Un ancien vice-consul de Tunisie, en poste à Strasbourg en 2001, sera jugé le 15 décembre par la cour d’assises du Bas-Rhin, à Strasbourg, pour tortures et barbarie sur une Tunisienne en Tunisie, une première en France, selon l’avocat de la victime.

“Ce procès, qui durera une journée, a un caractère historique car c’est la première fois qu’un diplomate étranger devra répondre de faits de tortures commis à l’étranger devant une juridiction française”, a déclaré à l’AFP Me Eric Plouvier, défenseur de la victime présumée, Zoulaikha Gharbi.

Mme Gharbi, une mère de cinq enfants, accuse Khaled Ben Saïd, ancien commissaire de police et ex-vice-consul à Strasbourg, de l’avoir torturée, insultée et humiliée pendant près de 24 heures dans les locaux de la police de Jendouba (nord-ouest de la Tunisie), surnommé le “commissariat de la torture”, afin de lui extorquer des renseignements sur son mari, soupçonné d’activités hostiles au président Zine El Abidine Ben Ali, selon Me Plouvier.

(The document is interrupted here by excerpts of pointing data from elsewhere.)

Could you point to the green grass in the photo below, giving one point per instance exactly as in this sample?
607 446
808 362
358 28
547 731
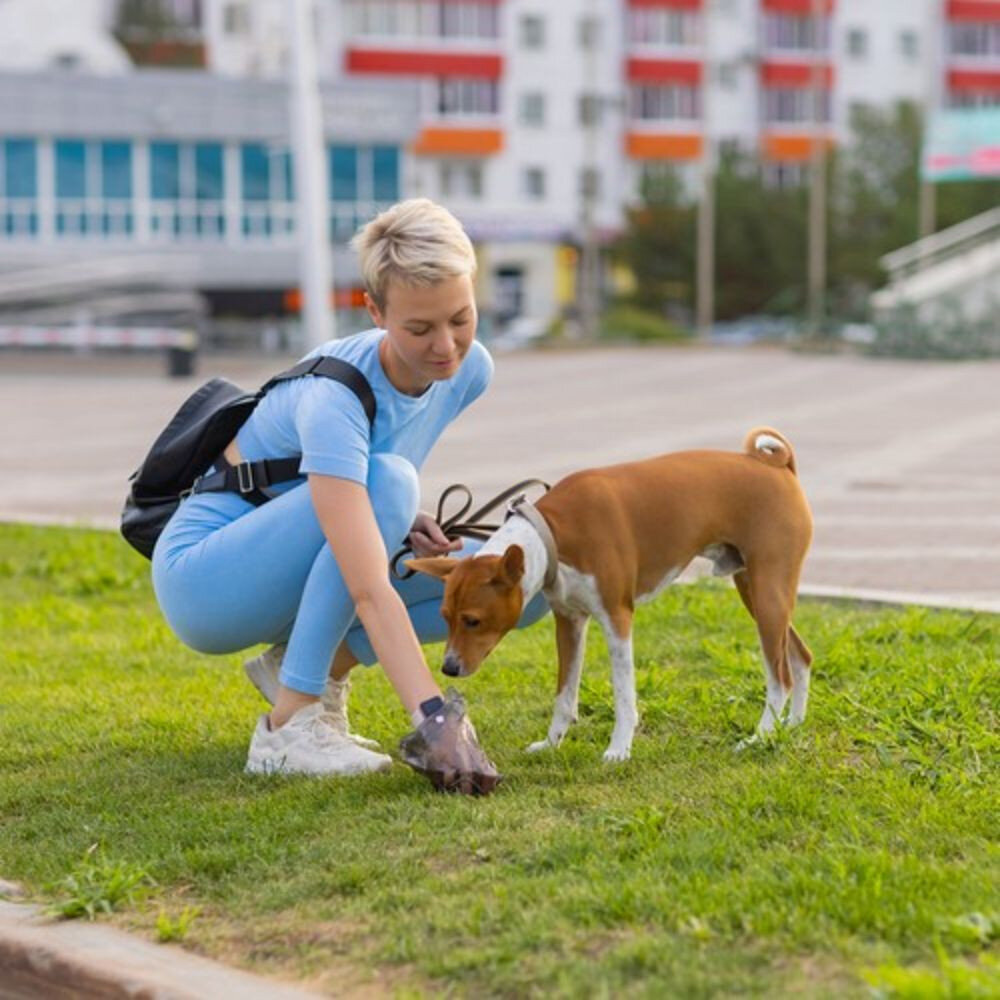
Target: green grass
855 855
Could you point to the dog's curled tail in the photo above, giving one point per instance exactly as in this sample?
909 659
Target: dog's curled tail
771 447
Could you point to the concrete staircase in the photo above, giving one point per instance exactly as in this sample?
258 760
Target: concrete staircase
954 273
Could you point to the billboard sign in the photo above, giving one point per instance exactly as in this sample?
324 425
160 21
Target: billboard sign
962 144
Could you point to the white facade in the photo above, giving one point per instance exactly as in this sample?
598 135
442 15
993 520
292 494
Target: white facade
53 34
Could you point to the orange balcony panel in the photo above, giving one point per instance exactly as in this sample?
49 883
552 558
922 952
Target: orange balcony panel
663 71
973 10
981 79
792 148
676 4
458 142
406 63
780 74
803 7
645 146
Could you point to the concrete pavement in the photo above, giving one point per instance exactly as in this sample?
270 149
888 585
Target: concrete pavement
900 459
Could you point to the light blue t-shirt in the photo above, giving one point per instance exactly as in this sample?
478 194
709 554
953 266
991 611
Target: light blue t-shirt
324 422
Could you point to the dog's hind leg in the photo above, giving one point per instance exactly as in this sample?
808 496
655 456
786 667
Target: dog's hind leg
770 609
618 634
800 659
571 634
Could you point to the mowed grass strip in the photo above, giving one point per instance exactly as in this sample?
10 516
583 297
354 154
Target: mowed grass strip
858 852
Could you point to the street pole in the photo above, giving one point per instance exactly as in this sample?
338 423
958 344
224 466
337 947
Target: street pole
590 251
928 192
705 305
817 186
311 196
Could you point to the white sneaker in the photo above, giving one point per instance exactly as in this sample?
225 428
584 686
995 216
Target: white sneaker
263 672
306 744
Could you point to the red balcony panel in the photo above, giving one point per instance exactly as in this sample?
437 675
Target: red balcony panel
973 10
676 4
406 63
974 79
663 71
775 74
804 7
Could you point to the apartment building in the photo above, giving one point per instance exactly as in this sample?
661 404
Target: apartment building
539 118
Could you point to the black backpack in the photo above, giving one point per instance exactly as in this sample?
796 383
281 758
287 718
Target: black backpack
195 439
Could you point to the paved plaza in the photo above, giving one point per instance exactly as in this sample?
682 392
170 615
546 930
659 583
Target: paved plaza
900 459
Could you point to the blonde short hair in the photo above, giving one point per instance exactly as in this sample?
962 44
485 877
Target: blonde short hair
416 242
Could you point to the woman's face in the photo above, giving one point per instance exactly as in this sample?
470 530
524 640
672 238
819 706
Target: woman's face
429 331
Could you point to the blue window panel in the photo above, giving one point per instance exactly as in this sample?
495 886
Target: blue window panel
385 173
165 171
208 171
71 169
255 172
116 170
289 177
20 169
344 173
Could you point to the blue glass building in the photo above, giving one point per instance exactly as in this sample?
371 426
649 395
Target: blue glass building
187 164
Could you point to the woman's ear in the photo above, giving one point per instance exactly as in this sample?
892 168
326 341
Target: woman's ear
374 312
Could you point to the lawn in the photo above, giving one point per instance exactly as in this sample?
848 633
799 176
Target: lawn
858 853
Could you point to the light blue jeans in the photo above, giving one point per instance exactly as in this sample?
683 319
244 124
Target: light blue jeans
228 575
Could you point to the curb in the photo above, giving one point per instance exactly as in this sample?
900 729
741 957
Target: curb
60 960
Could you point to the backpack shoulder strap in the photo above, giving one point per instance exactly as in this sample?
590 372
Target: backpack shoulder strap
328 367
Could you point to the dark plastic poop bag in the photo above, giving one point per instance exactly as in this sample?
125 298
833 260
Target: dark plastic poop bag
445 749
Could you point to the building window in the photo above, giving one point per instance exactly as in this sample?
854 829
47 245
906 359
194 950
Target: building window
423 18
187 190
857 43
976 40
785 175
18 187
93 188
797 33
466 98
589 33
793 105
909 44
657 26
532 109
267 191
532 31
534 183
461 180
589 110
974 99
672 102
236 19
363 180
590 183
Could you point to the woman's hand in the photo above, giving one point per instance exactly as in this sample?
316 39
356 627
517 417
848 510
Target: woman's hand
427 538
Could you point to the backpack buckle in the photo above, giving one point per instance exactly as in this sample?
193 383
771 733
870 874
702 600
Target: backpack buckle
244 478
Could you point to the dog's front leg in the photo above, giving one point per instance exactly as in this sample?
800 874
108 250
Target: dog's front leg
571 634
618 633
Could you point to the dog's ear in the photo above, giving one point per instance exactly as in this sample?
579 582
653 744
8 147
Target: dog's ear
511 567
439 566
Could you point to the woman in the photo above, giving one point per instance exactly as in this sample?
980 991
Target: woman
308 570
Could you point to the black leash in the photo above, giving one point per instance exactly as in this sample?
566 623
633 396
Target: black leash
454 527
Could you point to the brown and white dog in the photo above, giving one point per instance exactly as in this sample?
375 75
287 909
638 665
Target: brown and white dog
616 537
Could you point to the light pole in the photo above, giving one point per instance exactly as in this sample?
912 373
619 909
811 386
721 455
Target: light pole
817 187
311 196
935 38
705 301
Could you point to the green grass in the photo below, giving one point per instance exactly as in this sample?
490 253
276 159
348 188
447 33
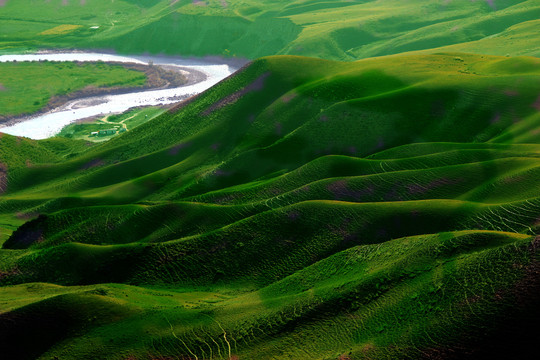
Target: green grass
303 208
343 29
27 87
129 120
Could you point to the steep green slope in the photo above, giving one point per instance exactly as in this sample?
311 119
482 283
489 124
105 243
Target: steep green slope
302 208
342 29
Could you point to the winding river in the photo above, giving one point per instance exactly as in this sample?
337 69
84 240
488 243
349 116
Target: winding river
49 124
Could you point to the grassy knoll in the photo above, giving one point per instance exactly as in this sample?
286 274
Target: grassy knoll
341 29
27 87
303 208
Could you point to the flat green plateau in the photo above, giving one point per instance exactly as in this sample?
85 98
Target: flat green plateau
337 29
26 87
301 209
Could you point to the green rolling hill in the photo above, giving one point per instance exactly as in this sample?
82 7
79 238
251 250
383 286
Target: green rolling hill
339 29
303 208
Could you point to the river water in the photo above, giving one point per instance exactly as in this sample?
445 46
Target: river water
49 124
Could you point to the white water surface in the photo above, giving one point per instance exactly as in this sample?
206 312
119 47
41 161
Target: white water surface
49 124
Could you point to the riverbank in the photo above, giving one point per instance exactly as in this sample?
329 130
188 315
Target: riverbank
201 74
157 77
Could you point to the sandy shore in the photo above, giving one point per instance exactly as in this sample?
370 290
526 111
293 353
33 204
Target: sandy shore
158 77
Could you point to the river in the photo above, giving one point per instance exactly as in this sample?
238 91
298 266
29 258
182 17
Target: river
49 124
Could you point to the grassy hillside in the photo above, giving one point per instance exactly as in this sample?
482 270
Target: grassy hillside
339 29
303 208
29 86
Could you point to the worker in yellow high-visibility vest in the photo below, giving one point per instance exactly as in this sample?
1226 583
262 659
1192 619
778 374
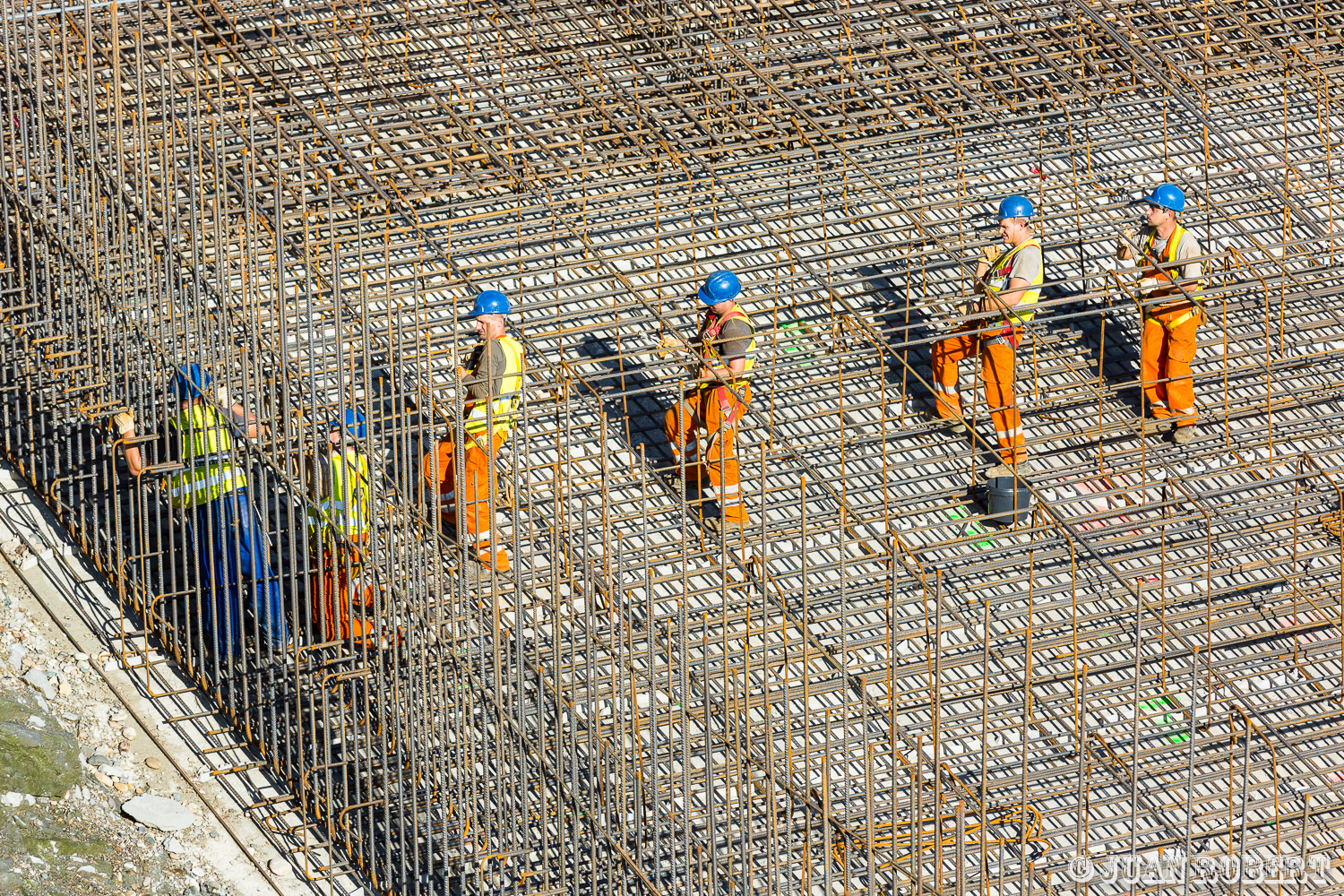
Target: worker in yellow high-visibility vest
728 355
1015 279
339 530
1172 308
211 489
494 381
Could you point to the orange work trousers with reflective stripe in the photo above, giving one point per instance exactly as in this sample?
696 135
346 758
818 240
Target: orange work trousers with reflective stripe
343 597
478 466
1167 352
704 410
996 368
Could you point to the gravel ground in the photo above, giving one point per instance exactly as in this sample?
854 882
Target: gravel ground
72 739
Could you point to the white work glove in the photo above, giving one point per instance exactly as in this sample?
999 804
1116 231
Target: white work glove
668 346
124 422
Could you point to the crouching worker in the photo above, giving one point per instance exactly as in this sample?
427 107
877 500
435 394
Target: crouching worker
223 528
343 591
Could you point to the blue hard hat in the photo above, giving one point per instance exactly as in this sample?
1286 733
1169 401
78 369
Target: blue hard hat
354 424
720 287
1167 196
190 382
1016 207
489 303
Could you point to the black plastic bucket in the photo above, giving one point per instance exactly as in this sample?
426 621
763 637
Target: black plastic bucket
1007 501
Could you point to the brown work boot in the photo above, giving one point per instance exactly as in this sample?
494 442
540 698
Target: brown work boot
500 559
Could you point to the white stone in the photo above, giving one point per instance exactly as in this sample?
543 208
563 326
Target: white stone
38 678
159 812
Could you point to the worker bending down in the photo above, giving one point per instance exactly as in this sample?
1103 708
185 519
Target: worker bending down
230 543
494 382
1171 306
726 343
1013 279
339 530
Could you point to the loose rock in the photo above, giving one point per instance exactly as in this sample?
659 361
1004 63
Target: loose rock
159 812
38 678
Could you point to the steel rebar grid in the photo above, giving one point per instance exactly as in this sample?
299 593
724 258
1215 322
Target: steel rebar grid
301 198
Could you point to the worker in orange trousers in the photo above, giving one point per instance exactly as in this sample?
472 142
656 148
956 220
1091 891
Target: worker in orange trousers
1171 306
494 382
728 354
1013 280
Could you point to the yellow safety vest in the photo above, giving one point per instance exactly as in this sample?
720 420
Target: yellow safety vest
347 508
1177 301
1166 255
502 409
206 447
999 281
710 333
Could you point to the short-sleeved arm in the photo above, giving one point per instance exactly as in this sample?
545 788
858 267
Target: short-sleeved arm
487 373
1026 263
1188 247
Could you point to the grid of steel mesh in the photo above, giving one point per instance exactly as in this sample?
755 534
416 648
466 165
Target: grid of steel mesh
870 689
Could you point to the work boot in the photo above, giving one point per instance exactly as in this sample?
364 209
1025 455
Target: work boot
1007 469
500 559
1183 435
952 424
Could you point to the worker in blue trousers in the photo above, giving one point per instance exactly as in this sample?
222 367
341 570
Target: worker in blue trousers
211 490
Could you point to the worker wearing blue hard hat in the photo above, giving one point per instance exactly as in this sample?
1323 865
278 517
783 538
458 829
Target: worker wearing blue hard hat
1010 284
210 487
494 384
1168 295
728 354
343 591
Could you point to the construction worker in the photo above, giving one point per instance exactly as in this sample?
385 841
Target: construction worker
1171 306
343 595
494 382
728 352
212 492
1013 281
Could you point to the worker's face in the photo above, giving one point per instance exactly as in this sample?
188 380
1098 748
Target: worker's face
488 325
1013 230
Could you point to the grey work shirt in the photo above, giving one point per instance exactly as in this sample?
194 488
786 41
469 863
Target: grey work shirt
1026 265
1185 247
487 371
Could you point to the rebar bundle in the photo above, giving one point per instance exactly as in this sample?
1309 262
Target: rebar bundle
868 689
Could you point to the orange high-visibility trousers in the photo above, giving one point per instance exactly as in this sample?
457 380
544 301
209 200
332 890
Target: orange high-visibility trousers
478 513
341 594
1167 352
996 359
704 410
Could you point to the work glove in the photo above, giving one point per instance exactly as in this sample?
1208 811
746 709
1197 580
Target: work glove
124 424
668 346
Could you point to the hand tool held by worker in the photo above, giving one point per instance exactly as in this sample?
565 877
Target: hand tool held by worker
124 424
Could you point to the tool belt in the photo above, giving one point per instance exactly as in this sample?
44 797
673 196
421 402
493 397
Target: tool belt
1195 311
1007 336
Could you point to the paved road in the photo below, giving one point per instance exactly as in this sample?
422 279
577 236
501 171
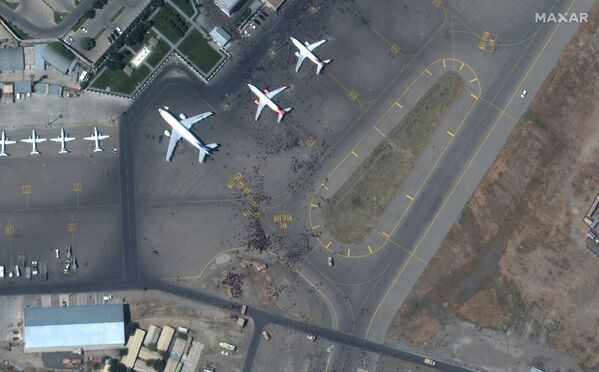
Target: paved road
36 31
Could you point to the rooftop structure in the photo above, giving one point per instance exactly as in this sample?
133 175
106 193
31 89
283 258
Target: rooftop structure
221 36
274 4
165 339
133 347
92 327
12 59
228 6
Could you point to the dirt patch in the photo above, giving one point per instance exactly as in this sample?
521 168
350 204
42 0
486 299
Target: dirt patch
517 254
356 207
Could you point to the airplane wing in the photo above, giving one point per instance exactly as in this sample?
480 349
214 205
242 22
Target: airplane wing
300 60
173 140
275 92
189 122
311 47
259 109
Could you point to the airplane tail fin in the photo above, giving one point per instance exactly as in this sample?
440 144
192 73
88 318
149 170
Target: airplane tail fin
282 113
325 62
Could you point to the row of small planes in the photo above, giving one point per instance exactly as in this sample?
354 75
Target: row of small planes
63 138
181 125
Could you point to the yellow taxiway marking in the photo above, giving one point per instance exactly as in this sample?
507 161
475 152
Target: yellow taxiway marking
379 131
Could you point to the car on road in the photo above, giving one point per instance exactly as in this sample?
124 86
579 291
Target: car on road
430 362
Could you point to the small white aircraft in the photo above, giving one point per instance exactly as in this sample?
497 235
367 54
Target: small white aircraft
305 50
3 142
265 99
181 128
63 139
34 140
96 137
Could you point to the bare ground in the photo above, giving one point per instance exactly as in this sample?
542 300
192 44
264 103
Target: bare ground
516 260
357 206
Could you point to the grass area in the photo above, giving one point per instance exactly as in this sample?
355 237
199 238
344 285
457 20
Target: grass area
99 33
60 16
357 206
20 33
185 6
158 53
119 82
10 4
117 14
170 23
196 48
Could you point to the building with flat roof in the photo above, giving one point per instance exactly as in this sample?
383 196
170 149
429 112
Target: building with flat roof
12 59
274 4
166 336
91 327
228 6
221 36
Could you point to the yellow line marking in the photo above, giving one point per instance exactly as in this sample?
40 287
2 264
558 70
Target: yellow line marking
459 180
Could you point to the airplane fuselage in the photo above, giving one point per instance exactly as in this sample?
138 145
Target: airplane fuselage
306 52
262 97
183 132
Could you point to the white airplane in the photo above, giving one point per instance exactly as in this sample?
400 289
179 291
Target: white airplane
63 139
305 50
34 140
265 99
3 142
96 137
181 128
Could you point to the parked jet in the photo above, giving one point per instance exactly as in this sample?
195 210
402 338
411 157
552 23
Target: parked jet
34 140
265 99
305 50
63 139
181 128
3 142
96 137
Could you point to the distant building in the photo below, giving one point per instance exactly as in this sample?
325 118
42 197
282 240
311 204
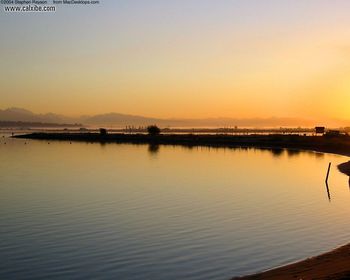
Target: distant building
320 129
333 133
103 131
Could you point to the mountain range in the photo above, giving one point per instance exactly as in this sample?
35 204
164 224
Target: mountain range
122 120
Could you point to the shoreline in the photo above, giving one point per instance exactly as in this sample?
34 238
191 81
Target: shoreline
331 265
326 144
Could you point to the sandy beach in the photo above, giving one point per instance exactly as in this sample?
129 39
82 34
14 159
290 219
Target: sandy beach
332 265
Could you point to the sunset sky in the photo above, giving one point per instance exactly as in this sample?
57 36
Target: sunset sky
180 58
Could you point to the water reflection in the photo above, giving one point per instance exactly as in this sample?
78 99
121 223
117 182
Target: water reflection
153 149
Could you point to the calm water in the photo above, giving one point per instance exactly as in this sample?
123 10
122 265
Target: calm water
91 211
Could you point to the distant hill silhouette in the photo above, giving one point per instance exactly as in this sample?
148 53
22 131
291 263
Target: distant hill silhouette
121 120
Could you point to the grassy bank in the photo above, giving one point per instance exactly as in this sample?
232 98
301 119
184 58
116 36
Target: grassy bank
336 144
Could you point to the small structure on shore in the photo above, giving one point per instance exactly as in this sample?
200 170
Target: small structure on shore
103 131
320 130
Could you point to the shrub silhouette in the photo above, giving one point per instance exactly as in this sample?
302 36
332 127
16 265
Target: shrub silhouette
153 130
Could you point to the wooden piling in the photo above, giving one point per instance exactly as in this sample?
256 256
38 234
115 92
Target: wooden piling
329 169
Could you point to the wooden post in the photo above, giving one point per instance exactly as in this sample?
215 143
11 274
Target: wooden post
329 168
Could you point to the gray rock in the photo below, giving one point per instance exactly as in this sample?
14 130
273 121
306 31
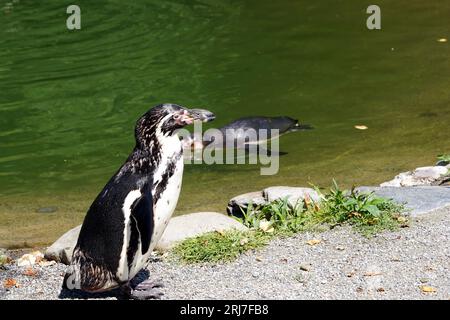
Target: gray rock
294 194
423 176
179 228
241 202
194 224
61 250
420 200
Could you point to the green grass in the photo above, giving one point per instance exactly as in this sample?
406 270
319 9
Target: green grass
217 246
444 157
366 212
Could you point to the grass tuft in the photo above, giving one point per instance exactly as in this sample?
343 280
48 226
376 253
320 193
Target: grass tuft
219 246
366 212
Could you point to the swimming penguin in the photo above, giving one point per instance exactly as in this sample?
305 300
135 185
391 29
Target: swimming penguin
128 217
282 124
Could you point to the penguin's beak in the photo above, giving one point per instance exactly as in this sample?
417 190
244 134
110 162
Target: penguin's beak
188 116
202 115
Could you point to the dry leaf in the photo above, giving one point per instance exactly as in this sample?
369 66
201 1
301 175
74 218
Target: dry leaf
266 226
30 272
307 201
304 268
46 263
372 274
9 283
427 289
313 242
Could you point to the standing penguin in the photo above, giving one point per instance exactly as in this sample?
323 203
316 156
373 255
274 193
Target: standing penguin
128 217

L’ancien diplomate n’a jamais répondu jusqu’ici aux convocations de la justice française et fait l’objet d’un mandat d’arrêt international. Il sera défendu à l’audience par Me Olivier Salichon, du barreau de Colmar, qui a déclaré ne pas être autorisé à indiquer si son client viendrait en personne aux assises.

“Mme Gharbi veut obtenir justice”, a déclaré son avocat. Cette femme, qui habite aujourd’hui à Paris, avait porté plainte contre le vice-consul alors en poste à Strasbourg, en invoquant le code de procédure pénale qui prévoit que toute personne qui s’est rendue coupable de la violation de l’article premier de la Convention des Nations unies contre la torture peut être poursuivie et jugée en France, si elle se trouve en France.